There’s pressure on the luxury sector, but Neiman Marcus says its shoppers are hanging in.

This story first appeared in the November 29, 2012 issue of WWD. Subscribe Today.

“We have seen no change in the mood of our customers,” Karen Katz, president and chief executive officer of Neiman Marcus Inc., told WWD on Wednesday. “They are learning to live with uncertainty, and we are learning to manage our business in the mood of uncertainty.”

Global economics, the looming fiscal cliff, and the impact of Hurricane Sandy could unravel the industry’s holiday season. While Black Friday weekend saw a rush of shoppers and widespread promoting online and offline, most retailers were lukewarm on the outcome and reluctant to read the tea leaves.

According to Katz, Neiman’s business is not as dependent on Black Friday and doesn’t crescendo as Christmas nears the way it does for other retailers. “Our core customer tends to shop steadily through the holidays,” she said. Still, Katz said the two extra days this year between Thanksgiving and Christmas pose an opportunity, and Neiman’s and Bergdorf Goodman stores have a “full array” of holiday gifts, priced from $50 to $50,000, and some “fantasy” gifts priced much higher. All 12 McLaren high-performance cars, priced at $354,000, sold out, and all five Target/CFDA mystery gifts, priced $3,500, were also sold, Katz said. The Target/Neiman’s holiday gift assortment of 50 designer exclusives, opened with a pop-up shop Wednesday night in New York and becomes available at Neiman’s stores and online by Saturday.

On Tuesday, Neiman Marcus Inc. reported results for the fiscal first quarter, ended Oct. 27, with net income rising 2.5 percent to $49.6 million from $48.4 million in the year-ago period. Total revenues were essentially flat at $1.07 billion compared to $1 billion in the prior year, though comparable-store sales increased 5.4 percent.

In the stores, women’s contemporary sportswear, shoes, handbags, jewelry and men’s wear were best-selling categories, Katz said, adding that the precious jewelry business was very strong. Online, Katz cited handbags, jewelry, beauty and men’s wear as bestsellers.

The $4.3 billion company has momentum, coming off a strong year where its earnings climbed 343 percent to $140.1 million and sales gained 8.6 percent, rising to $535, from $505 on a square foot basis. This, along with efforts to expand the business abroad, should help position Neiman’s for an initial public offering, though it’s core Neiman Marcus business in the U.S. is considered a mature business with little room left for expansion.

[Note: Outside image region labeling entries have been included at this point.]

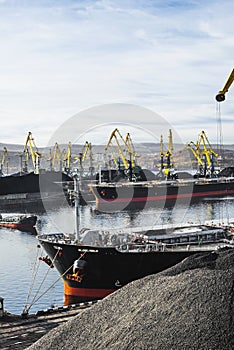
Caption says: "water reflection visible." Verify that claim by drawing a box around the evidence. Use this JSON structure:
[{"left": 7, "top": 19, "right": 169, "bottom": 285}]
[{"left": 0, "top": 200, "right": 234, "bottom": 313}]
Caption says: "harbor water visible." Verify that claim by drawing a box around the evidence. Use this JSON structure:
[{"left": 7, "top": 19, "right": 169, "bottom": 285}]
[{"left": 0, "top": 198, "right": 234, "bottom": 314}]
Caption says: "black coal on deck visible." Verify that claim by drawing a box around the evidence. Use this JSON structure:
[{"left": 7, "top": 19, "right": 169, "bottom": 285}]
[{"left": 29, "top": 249, "right": 234, "bottom": 350}]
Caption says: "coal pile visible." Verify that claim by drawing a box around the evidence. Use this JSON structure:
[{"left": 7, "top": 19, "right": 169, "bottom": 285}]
[{"left": 28, "top": 249, "right": 234, "bottom": 350}]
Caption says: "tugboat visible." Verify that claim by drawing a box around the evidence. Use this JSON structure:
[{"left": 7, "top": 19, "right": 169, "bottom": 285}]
[{"left": 0, "top": 214, "right": 37, "bottom": 230}]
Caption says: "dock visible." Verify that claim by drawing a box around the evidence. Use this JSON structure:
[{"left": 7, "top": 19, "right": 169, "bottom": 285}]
[{"left": 0, "top": 301, "right": 97, "bottom": 350}]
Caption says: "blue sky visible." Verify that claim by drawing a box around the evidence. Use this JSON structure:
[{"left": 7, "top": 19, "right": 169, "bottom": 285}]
[{"left": 0, "top": 0, "right": 234, "bottom": 146}]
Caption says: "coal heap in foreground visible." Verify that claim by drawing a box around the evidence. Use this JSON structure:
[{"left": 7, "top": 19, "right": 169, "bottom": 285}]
[{"left": 28, "top": 249, "right": 234, "bottom": 350}]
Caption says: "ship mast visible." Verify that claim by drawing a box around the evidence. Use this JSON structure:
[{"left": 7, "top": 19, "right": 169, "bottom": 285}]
[{"left": 73, "top": 174, "right": 80, "bottom": 241}]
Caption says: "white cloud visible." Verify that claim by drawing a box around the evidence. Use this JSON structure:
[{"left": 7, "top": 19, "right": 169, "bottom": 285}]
[{"left": 0, "top": 0, "right": 234, "bottom": 145}]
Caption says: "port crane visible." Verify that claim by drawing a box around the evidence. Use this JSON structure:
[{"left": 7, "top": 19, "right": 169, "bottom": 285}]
[
  {"left": 49, "top": 142, "right": 65, "bottom": 171},
  {"left": 23, "top": 131, "right": 42, "bottom": 174},
  {"left": 63, "top": 142, "right": 72, "bottom": 173},
  {"left": 74, "top": 141, "right": 94, "bottom": 176},
  {"left": 215, "top": 68, "right": 234, "bottom": 102},
  {"left": 125, "top": 132, "right": 139, "bottom": 168},
  {"left": 0, "top": 147, "right": 8, "bottom": 176},
  {"left": 104, "top": 128, "right": 129, "bottom": 170},
  {"left": 104, "top": 128, "right": 142, "bottom": 181}
]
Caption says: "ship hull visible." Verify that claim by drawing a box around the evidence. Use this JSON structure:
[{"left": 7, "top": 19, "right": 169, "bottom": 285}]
[
  {"left": 0, "top": 171, "right": 73, "bottom": 210},
  {"left": 39, "top": 238, "right": 212, "bottom": 304},
  {"left": 90, "top": 178, "right": 234, "bottom": 211}
]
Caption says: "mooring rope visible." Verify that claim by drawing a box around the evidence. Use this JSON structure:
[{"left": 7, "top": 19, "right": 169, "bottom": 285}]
[
  {"left": 24, "top": 245, "right": 41, "bottom": 310},
  {"left": 24, "top": 250, "right": 86, "bottom": 313},
  {"left": 26, "top": 250, "right": 59, "bottom": 304}
]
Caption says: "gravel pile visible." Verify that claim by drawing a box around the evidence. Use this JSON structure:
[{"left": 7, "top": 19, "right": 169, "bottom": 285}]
[{"left": 28, "top": 249, "right": 234, "bottom": 350}]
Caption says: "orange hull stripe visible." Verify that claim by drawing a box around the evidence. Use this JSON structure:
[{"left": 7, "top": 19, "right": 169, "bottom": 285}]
[{"left": 64, "top": 282, "right": 115, "bottom": 298}]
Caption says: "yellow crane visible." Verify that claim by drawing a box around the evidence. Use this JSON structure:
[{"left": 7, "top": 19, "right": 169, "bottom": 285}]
[
  {"left": 23, "top": 131, "right": 42, "bottom": 174},
  {"left": 125, "top": 132, "right": 139, "bottom": 168},
  {"left": 104, "top": 128, "right": 129, "bottom": 170},
  {"left": 186, "top": 130, "right": 218, "bottom": 176},
  {"left": 0, "top": 147, "right": 8, "bottom": 176},
  {"left": 165, "top": 129, "right": 173, "bottom": 169},
  {"left": 63, "top": 142, "right": 72, "bottom": 172},
  {"left": 160, "top": 129, "right": 173, "bottom": 176},
  {"left": 49, "top": 142, "right": 64, "bottom": 170},
  {"left": 215, "top": 68, "right": 234, "bottom": 102},
  {"left": 81, "top": 141, "right": 94, "bottom": 173}
]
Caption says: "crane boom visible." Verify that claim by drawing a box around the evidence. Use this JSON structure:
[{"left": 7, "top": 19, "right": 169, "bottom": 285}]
[
  {"left": 23, "top": 131, "right": 42, "bottom": 174},
  {"left": 215, "top": 68, "right": 234, "bottom": 102}
]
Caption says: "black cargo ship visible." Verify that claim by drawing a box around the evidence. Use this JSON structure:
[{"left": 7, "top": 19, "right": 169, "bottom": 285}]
[
  {"left": 0, "top": 170, "right": 73, "bottom": 209},
  {"left": 38, "top": 225, "right": 234, "bottom": 304},
  {"left": 89, "top": 177, "right": 234, "bottom": 211}
]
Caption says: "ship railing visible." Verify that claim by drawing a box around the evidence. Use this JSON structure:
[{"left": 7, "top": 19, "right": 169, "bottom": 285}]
[
  {"left": 116, "top": 238, "right": 234, "bottom": 253},
  {"left": 38, "top": 233, "right": 71, "bottom": 244}
]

Officials declined to comment on the possibility of an IPO this year. Neiman Marcus Inc. is owned by private equity firms TPG and Warburg Pincus which paid $5.1 billion for the business in 2005. Earlier this year, Neiman’s declared a cash dividend of $442.6 million, or $435 per share of its outstanding common stock to stockholders.

Though generally pleased with the latest results, Katz did say during a conference call that sales were “not as robust or as consistent as we would have liked. The cadence through the quarter was a little choppy.”

She explained that Neiman’s customers are “very attuned to [stock] markets both here and abroad.” They also closely followed the presidential election and were “weighed down” by the political and economic news. Nevertheless, “Our most affluent luxury customers are spending with confidence.”


In the current quarter (Neiman’s second), Katz acknowledged “a significant sales decrease” due to Sandy. “It was very difficult for our associates and customers,” in the Northeast, she said. However, she added, “We didn’t have any damage. As we move into the holiday season, there is a more normalized pace.”

During the interview and the call, Katz outlined Neiman’s projects in the works, with a particular emphasis on international initiatives. Katz told WWD there are no current plans to open stores abroad and that the focus remains on launching a Web site in China next month and broadening the online distribution worldwide. Earlier this month, Neiman’s announced a partnership with FiftyOne Global E-commerce, a technology company that helps retailers transact online with customers abroad, to grow its distribution to 100 countries. “We are pleased with the initial amount of business being generated,” Katz said. “We have more online customers in Seoul, [South] Korea, than Spokane, Washington.”

Among the other initiatives:

• $135 million in capital expenditures for next year, largely for renovating the Michigan Avenue store in Chicago, as well as renovations at Bergdorf’s and a few other Neiman’s locations.

• Of those shoppers accessing by smartphones, 20 percent are accessing a new site; 80 percent still see the old site. Katz called the 20 percent “a control group,” not a test, to understand how customers are utilizing the new site and which of its features are working or not. The site includes a “hot button” highlighting items most shared in social media, and recommendations on products based on what consumers select. Katz said the new Web site integrates shopping and social media.

• Cusp contemporary departments have been weaved into 40 of the 42 Neiman’s stores. There are also six freestanding Cusp stores and no decision yet on whether to open more. “We have not started talking about whether we will expand that,” Katz said. She said the re-branding of the contemporary floors to Cusp involved renovations, increasing square footage, stronger marketing and a cross-generational appeal. “They have been very successful,” she said.